Builders to EPA, Corps: 'New' Tulloch Rule will prove just as illegal as old Tulloch Rule

The latest attempt by the EPA and the U.S. Army Corps of Engineers to regulate wetlands removal activities through a new definition of dredged materials under the Tulloch Rule will only result in one more illegal regulation, the National Association of Home Builders said today.

WASHINGTON, Jan. 11 /PRNewswire/ -- The latest attempt by the U.S. Environmental Protection Agency (EPA) and the U.S. Army Corps of Engineers (the Corps) to regulate wetlands removal activities through a new definition of dredged materials under the Tulloch Rule will only result in one more illegal regulation, the National Association of Home Builders (NAHB) predicted today.

``We find it ironic that on January 9th, the same day the Supreme Court ruled against the Corps regulation's of isolated wetlands under the Clean Water Act, the EPA and the Corps are ignoring the law once again and are well on there way to creating another illegal regulation with their latest version of the Tulloch Rule,'' NAHB President Robert L. Mitchell, a home builder from Rockville, Md., said. ``The agencies are simply putting a new label on an old, illegal regulation.''

A previous version of the Tulloch Rule wetlands regulation had been struck down in three federal court decisions and NAHB is strongly considering legal action in light the agencies' latest Tulloch reincarnation.

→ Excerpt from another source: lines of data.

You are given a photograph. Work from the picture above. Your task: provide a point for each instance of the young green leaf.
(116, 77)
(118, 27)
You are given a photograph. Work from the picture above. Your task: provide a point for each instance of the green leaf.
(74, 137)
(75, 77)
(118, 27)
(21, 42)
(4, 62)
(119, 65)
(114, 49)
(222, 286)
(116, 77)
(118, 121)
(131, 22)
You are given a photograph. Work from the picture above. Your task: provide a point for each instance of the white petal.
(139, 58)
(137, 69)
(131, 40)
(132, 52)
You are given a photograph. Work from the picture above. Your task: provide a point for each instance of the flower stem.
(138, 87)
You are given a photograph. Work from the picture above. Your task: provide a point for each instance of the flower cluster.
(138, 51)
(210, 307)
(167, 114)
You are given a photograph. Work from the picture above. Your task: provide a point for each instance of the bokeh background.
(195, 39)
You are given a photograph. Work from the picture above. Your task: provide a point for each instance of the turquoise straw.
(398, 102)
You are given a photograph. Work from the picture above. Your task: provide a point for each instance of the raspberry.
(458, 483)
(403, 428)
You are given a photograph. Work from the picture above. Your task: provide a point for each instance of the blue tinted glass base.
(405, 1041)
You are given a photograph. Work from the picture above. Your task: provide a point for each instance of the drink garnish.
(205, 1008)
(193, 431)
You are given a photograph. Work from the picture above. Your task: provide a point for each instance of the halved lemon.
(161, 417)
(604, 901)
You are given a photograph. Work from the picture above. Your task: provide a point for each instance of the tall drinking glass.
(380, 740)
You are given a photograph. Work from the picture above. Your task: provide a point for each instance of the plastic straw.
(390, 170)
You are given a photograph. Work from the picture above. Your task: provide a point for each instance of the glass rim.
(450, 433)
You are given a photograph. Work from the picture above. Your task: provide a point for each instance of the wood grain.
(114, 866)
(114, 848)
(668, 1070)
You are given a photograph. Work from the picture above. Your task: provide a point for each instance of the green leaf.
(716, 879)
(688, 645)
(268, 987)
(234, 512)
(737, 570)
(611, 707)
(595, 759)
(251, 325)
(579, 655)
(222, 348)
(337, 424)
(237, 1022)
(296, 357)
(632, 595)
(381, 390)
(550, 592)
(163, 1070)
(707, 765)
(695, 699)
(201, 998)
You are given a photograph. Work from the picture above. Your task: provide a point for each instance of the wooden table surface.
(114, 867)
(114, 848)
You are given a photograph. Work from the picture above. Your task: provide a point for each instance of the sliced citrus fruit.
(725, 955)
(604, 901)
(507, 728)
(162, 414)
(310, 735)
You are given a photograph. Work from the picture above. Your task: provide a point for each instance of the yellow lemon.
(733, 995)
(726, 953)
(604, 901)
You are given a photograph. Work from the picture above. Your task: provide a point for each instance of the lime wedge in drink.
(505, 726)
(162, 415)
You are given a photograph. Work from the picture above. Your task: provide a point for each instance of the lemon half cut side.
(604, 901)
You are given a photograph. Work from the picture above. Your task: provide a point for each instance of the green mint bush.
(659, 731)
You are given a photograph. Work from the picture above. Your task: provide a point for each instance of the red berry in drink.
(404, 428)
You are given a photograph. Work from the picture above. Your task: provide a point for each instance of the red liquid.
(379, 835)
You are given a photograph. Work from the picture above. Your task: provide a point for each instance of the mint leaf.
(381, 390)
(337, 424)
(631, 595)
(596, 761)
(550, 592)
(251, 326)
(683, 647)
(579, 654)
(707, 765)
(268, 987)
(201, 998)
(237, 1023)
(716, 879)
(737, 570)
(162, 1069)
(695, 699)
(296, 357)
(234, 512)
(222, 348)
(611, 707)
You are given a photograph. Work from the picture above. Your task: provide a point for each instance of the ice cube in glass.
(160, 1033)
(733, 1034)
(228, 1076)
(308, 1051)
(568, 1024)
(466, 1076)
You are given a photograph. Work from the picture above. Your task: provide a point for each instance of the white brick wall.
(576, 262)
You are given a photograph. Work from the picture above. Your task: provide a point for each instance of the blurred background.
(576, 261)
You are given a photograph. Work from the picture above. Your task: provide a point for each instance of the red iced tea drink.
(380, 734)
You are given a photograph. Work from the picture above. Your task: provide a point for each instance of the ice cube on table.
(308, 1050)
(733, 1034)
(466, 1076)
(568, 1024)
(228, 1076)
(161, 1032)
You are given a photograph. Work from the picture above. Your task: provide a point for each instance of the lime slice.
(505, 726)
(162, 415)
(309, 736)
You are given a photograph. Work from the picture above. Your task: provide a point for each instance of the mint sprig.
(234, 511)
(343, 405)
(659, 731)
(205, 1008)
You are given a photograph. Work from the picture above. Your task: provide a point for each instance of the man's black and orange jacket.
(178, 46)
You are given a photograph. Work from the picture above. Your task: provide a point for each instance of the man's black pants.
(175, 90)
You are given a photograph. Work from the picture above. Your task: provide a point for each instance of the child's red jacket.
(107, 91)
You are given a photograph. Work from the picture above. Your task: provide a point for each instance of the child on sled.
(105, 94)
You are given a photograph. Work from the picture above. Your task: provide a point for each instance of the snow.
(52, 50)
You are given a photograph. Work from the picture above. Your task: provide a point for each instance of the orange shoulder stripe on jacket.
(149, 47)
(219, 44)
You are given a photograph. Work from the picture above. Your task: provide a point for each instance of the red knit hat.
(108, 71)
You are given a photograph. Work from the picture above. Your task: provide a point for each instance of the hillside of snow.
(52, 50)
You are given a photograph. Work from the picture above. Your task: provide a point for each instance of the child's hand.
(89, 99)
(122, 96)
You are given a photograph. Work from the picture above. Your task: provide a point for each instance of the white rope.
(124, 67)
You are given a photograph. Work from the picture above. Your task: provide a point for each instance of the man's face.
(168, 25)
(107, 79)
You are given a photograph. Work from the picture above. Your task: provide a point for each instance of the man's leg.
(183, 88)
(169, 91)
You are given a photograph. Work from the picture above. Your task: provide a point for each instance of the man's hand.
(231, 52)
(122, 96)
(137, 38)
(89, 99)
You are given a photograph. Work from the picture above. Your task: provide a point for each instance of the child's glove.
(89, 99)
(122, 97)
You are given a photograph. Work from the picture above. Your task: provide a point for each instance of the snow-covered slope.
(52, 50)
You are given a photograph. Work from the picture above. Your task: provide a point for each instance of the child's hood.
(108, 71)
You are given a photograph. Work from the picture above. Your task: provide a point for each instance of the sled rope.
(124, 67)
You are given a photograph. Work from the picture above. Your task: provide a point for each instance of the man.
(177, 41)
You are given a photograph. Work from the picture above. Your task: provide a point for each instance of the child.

The Tulloch Rule came about as a result of questions regarding the kinds of activities that can and cannot be regulated under the Clean Water Act (CWA). Under the CWA's 404 Program, the Corps, as well as the EPA, regulates the ``discharge'' of dredged and fill material into wetlands. A discharge is a specific activity that involves the addition of material into a wetland. Since its inception, the Clean Water Act has not regulated removal activities and for decades the Corps, EPA and other agencies followed the law.

In 1993, however, the Corps came out with the Tulloch Rule, regulating certain land removal activities in wetlands, even if those activities only resulted in small amounts of dirt and materials falling off a shovel or backhoe and ending up back in the wetland. According to the Corps, the dirt that fell off a shovel and back into a wetland during removal activities was considered ``incidental fallback'' -- an addition to the wetland -- and the removal activity could be regulated as if it were a discharge activity that added materials to a wetland.

As a result of this expansive interpretation of ``discharge,'' more of the activities builders, land developers and other land owners undertake would require a permit under the CWA.

In 1993, NAHB, the National Mining Association, the American Road and Transportation Builders Association, the National Aggregates Association, and the American Forest and Paper Association sued the Corps of Engineers over the rule. The groups contended that the Tulloch rule violated the Congressional intent of the Clean Water Act and unlawfully exceeded the agencies' authority. The chief issue was whether the ``incidental fallback'' that accompanies land clearing and excavation activities was a ``discharge of dredged material.''

In 1997 the District Court of the District of Columbia ruled that Congress did not intend to cover incidental fallback under S404 of the CWA. In its decision, the court noted that the 404 Program refers to discharge activities that add materials to wetlands, not activities that remove soils from wetlands. That decision has been affirmed two additional times, most recently in a 1998 unanimous decision by the U.S. Court of Appeals for the District of Columbia. In late December of 1998, the Corps admitted defeat by not seeking a Supreme Court review of the lower court decisions on the Tulloch Rule.

In August of 2000, through a public comment period, the EPA and the Corps sought ``clarification'' of the types of activities that are likely to result in a discharge or addition of dredged materials and would therefore require a Section 404 permit. Yesterday's announcement amounts to a final rule for the August, 2000 clarification, and brings Tulloch back to life, for now.

The agencies' new Tulloch rule, announced on January 9, 2001, will require more people to get permits, adding delays and project costs to a federal wetlands program that was supposed to provide efficient regulation as originally outlined by Congress.

``The legal lesson the Supreme Court provided on January 9th on isolated wetlands apply to Tulloch as well: agencies that go beyond what Congress intended under the CWA are destined to create illegal, invalid regulations,'' Mitchell said.

About NAHB: The National Association of Home Builders is a Washington- based trade association representing more than 203,000 member firms and professionals involved in home building, remodeling, multifamily construction, property management, subcontracting, design, housing finance, building product manufacturing and other aspects of residential and light commercial construction. Known as the ``voice of the housing industry,'' NAHB is affiliated with more than 800 state and local home builders associations around the country. NAHB's builder members will construct about 80 percent of the more than 1.5 million new housing units projected for 2000. During a typical year, residential construction accounts for about five cents of every dollar spent in the U.S. economy, making home building one of the largest and most influential industries in the country.